Two hundred thirty-three patients with metastases from NSCLC (96 patients), breast cancer (98 patients), and melanoma (39 patients) were eligible for inclusion in this study. The patients with NSCLC were most likely to exhibit a Type A response; those with breast cancer, a Type B response; and those with melanoma, a Type C response. Among patients with NSCLC, the median overall survival was 11.2 months for those with a Type A response (76 patients), 8.6 months for those with a Type B response (6 patients), and 10.5 months for those with a Type C response (14 patients).
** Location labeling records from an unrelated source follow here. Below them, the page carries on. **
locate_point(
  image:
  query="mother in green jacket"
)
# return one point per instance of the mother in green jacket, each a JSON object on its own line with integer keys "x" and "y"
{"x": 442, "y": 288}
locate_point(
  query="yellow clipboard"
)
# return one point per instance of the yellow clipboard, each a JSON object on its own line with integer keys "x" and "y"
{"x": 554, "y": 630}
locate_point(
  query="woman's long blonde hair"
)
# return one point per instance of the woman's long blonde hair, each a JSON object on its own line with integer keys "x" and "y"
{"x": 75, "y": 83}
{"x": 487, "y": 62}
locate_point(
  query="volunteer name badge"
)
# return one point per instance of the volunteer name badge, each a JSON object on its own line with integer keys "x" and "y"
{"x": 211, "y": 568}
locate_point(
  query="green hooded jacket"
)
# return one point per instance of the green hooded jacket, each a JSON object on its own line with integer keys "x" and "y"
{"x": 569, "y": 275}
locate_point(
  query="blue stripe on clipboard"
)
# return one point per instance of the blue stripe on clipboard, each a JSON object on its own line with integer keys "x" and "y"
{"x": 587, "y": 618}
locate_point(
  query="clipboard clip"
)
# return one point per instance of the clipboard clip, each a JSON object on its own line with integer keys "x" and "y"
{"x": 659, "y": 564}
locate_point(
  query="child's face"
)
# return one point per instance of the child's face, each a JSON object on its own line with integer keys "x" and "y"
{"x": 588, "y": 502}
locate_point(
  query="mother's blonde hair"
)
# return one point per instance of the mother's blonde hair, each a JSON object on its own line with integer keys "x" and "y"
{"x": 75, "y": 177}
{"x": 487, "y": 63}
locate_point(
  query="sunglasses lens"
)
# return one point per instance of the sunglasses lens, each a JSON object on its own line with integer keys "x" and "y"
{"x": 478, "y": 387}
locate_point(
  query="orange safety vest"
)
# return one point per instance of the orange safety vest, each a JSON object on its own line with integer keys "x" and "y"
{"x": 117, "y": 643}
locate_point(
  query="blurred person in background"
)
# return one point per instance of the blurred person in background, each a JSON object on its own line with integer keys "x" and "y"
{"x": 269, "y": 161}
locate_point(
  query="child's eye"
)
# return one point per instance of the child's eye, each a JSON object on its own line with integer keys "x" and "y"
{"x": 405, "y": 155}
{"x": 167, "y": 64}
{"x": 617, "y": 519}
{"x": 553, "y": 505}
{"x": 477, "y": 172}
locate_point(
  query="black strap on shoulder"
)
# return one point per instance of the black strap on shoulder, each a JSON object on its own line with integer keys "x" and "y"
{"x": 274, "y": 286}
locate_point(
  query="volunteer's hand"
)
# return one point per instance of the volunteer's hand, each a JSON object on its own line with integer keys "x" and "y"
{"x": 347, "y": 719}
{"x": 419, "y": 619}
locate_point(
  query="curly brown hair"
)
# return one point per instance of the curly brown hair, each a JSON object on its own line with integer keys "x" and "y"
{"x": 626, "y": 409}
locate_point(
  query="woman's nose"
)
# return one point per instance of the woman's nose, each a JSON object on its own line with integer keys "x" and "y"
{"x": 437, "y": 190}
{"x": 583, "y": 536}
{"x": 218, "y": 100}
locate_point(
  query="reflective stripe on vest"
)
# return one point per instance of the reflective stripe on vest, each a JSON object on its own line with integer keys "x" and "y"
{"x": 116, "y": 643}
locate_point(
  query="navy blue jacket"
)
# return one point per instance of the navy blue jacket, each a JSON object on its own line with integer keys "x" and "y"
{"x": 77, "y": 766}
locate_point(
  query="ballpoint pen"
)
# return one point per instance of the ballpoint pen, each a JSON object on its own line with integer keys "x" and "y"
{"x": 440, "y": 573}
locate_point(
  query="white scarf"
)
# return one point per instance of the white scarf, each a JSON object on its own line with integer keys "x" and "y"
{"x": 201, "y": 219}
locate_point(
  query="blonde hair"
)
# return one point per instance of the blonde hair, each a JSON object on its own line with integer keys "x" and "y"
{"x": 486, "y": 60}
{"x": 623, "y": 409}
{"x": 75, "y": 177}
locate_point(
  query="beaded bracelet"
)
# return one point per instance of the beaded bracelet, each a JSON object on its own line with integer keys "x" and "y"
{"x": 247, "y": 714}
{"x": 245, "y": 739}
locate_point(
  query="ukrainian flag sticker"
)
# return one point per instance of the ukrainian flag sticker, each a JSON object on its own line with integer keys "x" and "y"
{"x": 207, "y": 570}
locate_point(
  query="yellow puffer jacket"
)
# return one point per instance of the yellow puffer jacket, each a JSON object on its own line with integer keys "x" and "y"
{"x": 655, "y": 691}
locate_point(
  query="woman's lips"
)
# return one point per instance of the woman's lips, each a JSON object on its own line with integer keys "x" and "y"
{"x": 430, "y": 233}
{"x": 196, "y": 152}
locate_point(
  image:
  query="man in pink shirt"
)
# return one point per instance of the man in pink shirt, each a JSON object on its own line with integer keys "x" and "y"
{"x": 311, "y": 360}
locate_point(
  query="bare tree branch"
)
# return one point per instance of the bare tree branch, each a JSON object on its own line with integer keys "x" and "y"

Among patients with breast cancer, the median overall survival was 16.6 months in those with a Type A response (65 patients), 18.1 months in those with a Type B response (20 patients), and 7.5 months in those with a Type C response (13 patients). For patients with melanoma, the median overall survival was 5.2 months in those with a Type A response (26 patients) and 6.7 months in those with a Type C response (13 patients). None of the patients with melanoma had a Type B response. The imaging response was significantly associated with survival only in patients with breast cancer.

Conclusions

The various types of imaging responses of metastatic brain tumors after stereotactic radiosurgery depend in part on tumor type. However, the type of response only correlates with survival in patients with breast cancer.